Turkish Neurosurgery
A bibliometric analysis of the most-cited articles on craniospinal epidural hematoma
Sarah Bin Abdulqader1, Othman T. Almutairi1, Modhi A. Alhussinan 3, Turki Elarjani 4, Abdullah Albathi 5, Abdulrahman Y. Alturki 1, Mohammed Bafaquh 1
1King Fahad Medical City, National Neuroscience Institute, Neurosurgery, Riyadh,
2King Fahad Medical City, Neurocritical Care, Critical care administration, Riyadh,
3Alfaisal University, College of Medicine, Riyadh,
4University of Miami, Neurological Surgery, Florida,
5King Abdulaziz University, College of Medicine, Jeddah,
DOI: 10.5137/1019-5149.JTN.31889-20.3

Aim:Epidural hematoma (EDH) is a commonly encountered neurosurgical condition. Numerous articles have been published on EDH. Bibliometric analysis studies the chronological trends and ranks the most impactful articles in a given field. The aim of this paper is to analyze the most-cited articles on cranial and spinal EDH.Material and Methods:A title-specific search was performed on the Scopus database using the term “epidural hematoma” in June 2020, with no publication date restrictions. The top 100 most-cited articles were collected, reviewed, and analyzed.
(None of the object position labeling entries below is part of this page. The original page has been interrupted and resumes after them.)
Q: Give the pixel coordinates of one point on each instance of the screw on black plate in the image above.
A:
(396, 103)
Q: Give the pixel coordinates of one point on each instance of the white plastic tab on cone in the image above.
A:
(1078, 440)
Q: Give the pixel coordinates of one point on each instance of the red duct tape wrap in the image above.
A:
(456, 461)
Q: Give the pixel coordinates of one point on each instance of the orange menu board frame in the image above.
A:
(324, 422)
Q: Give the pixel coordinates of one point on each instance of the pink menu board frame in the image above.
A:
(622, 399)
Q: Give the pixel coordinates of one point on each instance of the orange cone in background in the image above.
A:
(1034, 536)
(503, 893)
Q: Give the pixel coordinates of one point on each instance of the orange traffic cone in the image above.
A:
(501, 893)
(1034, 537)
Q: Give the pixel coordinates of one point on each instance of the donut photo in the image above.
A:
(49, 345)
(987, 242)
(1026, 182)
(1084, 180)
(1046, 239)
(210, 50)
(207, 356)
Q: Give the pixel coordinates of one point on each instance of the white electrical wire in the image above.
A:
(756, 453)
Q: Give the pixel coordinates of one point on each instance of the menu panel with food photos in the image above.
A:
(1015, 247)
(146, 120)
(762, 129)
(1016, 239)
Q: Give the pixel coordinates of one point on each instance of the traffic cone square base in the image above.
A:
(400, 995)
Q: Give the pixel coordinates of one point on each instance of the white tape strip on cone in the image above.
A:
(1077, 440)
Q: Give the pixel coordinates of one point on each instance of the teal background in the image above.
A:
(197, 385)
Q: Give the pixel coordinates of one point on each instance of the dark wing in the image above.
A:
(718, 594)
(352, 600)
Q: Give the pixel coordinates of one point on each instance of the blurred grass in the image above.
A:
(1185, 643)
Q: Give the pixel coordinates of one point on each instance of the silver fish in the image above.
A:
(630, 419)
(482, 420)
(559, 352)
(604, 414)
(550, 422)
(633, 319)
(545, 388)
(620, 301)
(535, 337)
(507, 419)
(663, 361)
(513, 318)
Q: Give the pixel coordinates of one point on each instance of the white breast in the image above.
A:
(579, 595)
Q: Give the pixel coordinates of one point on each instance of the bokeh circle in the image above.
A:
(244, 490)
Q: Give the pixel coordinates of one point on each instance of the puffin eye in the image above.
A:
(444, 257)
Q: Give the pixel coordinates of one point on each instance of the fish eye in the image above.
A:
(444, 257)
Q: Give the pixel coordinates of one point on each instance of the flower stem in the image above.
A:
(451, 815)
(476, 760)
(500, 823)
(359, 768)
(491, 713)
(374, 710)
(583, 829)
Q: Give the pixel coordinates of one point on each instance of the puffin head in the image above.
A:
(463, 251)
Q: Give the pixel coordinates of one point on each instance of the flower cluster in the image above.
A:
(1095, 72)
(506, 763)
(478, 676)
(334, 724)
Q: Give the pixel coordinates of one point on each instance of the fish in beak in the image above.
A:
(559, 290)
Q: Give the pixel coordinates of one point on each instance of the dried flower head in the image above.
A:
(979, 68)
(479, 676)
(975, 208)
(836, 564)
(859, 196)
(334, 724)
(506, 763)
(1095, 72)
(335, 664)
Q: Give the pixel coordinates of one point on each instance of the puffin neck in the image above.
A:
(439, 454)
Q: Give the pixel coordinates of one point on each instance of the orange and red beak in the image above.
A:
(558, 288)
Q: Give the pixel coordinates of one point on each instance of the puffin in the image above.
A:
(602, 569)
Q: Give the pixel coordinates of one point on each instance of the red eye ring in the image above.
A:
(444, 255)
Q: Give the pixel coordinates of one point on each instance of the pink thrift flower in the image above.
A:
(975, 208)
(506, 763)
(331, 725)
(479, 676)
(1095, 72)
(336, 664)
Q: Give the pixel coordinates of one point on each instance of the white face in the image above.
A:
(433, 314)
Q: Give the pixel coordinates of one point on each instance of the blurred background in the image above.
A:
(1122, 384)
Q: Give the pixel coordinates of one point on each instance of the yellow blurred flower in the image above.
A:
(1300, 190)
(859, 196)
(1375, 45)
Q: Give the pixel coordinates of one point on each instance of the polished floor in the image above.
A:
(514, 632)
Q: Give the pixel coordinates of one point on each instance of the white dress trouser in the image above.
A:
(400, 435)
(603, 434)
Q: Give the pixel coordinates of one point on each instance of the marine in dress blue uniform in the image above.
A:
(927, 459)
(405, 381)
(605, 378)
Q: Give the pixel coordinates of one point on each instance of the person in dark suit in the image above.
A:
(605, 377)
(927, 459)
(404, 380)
Results:A total of 2165 articles were published on EDH from 1949 to 2020, and the top 100 most-cited ones were published between 1966 and 2014, receiving an average citation of 84.7 per paper. Most papers were published in Neurosurgery and Journal of Neurosurgery (JNS). 48% of the most-cited articles on EDH originated from the United States of America (USA). Notably, studies on spinal EDH represented 75% of the most-cited articles in our review. The most-cited article on EDH was published by Lawton et al. in 1995, receiving a total of 412 citations at an annual citation rate of 16.4%. Conclusion:This report identifies the most influential publications on EDH as well as the publications trends over the last 70 years. Recognition of the most impactful work is an important tool for clinicians and researchers as it can reflect the enormous changes in the clinical practice. This report can serve as a guide for developing evidence-based practices and identifying areas of research inadequacy.